La última crisis ha abierto un gran debate en EE UU sobre la eficiencia del sistema y el papel del Gobierno

¿Es hora de reinventar el capitalismo?

Con la caída del Muro de Berlín, Francis Fukuyama (1992) proclamó el fin de la historia al considerar que la lucha ideológica entre el capitalismo y el socialismo había terminado ya que, hasta la República Popular China, con la llegada al poder de Deng Xiaoping, comprendió que el sistema capitalista sería capaz de producir bienes suficientes para sacar de la hambruna a la China comunista de Mao Zedong. El sistema capitalista ha sido capaz de “desproletizar” al hombre común (Von Mises, 1956) creando una miríada de clases dentro del concepto genérico de burguesía.

Según Kaletsky (Capitalims 4.0, 2010), el capitalismo evoluciona. Desde 1876 hasta la Gran Depresión de 1929 el sistema de organización social trató la distribución económica y la estructura política como aspectos independientes de la actividad humana. A causa de la Gran Depresión, el presidente Roosevelt puso en marcha el conocido New Deal con el enfoque socialdemócrata keynesiano, convirtiéndose la económica en un anexo de la organización política. El fundamento consistía en que una demanda agregada inadecuada, a causa de la caída de la demanda e inversión privada por el espíritu animal de los inversores, conducía a la caída de la actividad económica existiendo periodos prolongados de desempleo (Keynes, 1936). Se convertía, por tanto, el Gobierno en el responsable de mantener el crecimiento económico y ayudar a la recuperación de la demanda mediante la mano estabilizadora de políticas gubernamentales de inversión pública.

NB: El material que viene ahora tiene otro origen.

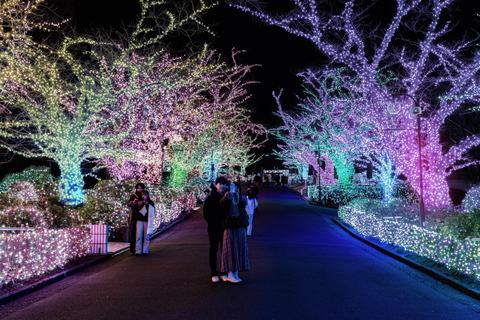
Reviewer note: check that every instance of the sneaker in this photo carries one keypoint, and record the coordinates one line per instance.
(232, 279)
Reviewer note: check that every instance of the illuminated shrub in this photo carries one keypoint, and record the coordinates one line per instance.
(23, 191)
(472, 199)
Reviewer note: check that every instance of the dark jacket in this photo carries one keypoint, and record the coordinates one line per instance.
(212, 212)
(132, 217)
(226, 203)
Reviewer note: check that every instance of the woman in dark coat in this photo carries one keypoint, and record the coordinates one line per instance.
(135, 202)
(235, 249)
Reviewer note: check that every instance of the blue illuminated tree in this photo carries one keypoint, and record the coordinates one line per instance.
(413, 40)
(75, 101)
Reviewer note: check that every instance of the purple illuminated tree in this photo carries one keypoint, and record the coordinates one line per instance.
(414, 42)
(71, 109)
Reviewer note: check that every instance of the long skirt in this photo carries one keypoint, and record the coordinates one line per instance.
(235, 250)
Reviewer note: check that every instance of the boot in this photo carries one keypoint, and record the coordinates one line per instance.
(232, 278)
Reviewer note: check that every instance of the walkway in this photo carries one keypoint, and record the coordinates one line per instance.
(303, 267)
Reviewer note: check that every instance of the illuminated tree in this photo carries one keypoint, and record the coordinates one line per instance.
(413, 41)
(180, 129)
(71, 109)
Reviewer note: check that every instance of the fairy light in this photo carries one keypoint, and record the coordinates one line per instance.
(460, 255)
(430, 64)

Este enfoque, con mayores o menores retoques, hizo crisis con la llegada al poder de Margaret Thatcher y Ronald Reagan que terminó en la crisis del mundo socialista con la caída del Muro de Berlín. A partir de entonces, la política quedaba supeditada a la organización de la economía en base al monetarismo y a un enfoque ciertamente radical que propugnaba Alan Greenspan como presidente de la Reserva Federal de Estados Unidos. Se discutía entonces la eficiencia del mercado y la ineficiente mano de los políticos. Con la crisis de diciembre del 2007 (NBER), el sistema capitalista se ha visto en otra encrucijada para continuar una acertada relación entre política y economía y seguir siendo el único sistema de organización económica eficiente en el siglo XXI. El capitalismo es por tanto un sistema que, como la naturaleza, se adapta al momento de forma continuada y evoluciona con los retos.

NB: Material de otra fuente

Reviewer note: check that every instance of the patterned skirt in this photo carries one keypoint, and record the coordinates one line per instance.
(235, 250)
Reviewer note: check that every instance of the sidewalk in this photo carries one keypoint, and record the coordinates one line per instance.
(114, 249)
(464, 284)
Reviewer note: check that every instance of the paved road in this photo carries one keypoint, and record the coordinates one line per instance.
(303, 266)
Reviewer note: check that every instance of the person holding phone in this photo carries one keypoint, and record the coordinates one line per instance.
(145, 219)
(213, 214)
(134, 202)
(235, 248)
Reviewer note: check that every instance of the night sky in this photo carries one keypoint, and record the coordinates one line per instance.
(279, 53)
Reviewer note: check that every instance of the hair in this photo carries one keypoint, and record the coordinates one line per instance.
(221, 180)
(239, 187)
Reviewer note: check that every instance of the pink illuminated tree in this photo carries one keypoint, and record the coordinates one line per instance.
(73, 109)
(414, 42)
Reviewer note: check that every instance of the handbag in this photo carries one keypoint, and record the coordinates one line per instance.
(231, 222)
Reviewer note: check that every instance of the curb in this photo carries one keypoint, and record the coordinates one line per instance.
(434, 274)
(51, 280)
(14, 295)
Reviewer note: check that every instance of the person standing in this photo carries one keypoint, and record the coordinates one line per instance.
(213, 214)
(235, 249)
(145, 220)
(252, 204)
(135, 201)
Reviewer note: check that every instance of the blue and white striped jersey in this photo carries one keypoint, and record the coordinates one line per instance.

La recesión económica de 2007 ha destruido parte de la riqueza personal acumulada durante las últimas cuatro décadas y, a pesar de la intervención gubernamental, la bajada del consumo y de la demanda afectó el crecimiento económico sumiendo, por varios años, a la sociedad en una Secular Stagnation (Alvin Hansen, 1938), que sería el estadio previo a la quiebra del sistema.

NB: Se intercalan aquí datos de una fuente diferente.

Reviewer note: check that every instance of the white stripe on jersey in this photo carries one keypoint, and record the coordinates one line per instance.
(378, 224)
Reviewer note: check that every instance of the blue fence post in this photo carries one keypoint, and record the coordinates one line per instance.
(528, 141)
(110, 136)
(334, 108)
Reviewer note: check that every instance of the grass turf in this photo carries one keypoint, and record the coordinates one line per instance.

Esta crisis ha abierto un gran debate en Estados Unidos acerca la eficiencia del sistema capitalista anglosajón como sistema de organización económica y el papel que debe jugar el Gobierno. El Gallup explicaba que, entre los estadounidenses de 18 a 29 años, la apreciación positiva del capitalismo ha pasado de un 68% en 2010 a un 45% en 2018 (Democrats More Positive About Socialism Than Capitalism) y el número de afiliados a la revista Democratic Left, que el Democratic Socialists of America (DSA) distribuye entre los afiliados de cuota, aumentó de 6,075 ejemplares distribuidos en la publicación del invierno 2006/07 a 46,261 unidades distribuidas en el invierno de 2018, en una sociedad de más de 400 millones de personas. Esto explica la elección el pasado 6 de noviembre de 2018 de un número importante de representantes demócratas de declarada tendencia socialista que llevó al presidente Donald Trump a declarar en su discurso del estado de la nación del 5 de febrero de 2019 que “America will never be a socialist country”.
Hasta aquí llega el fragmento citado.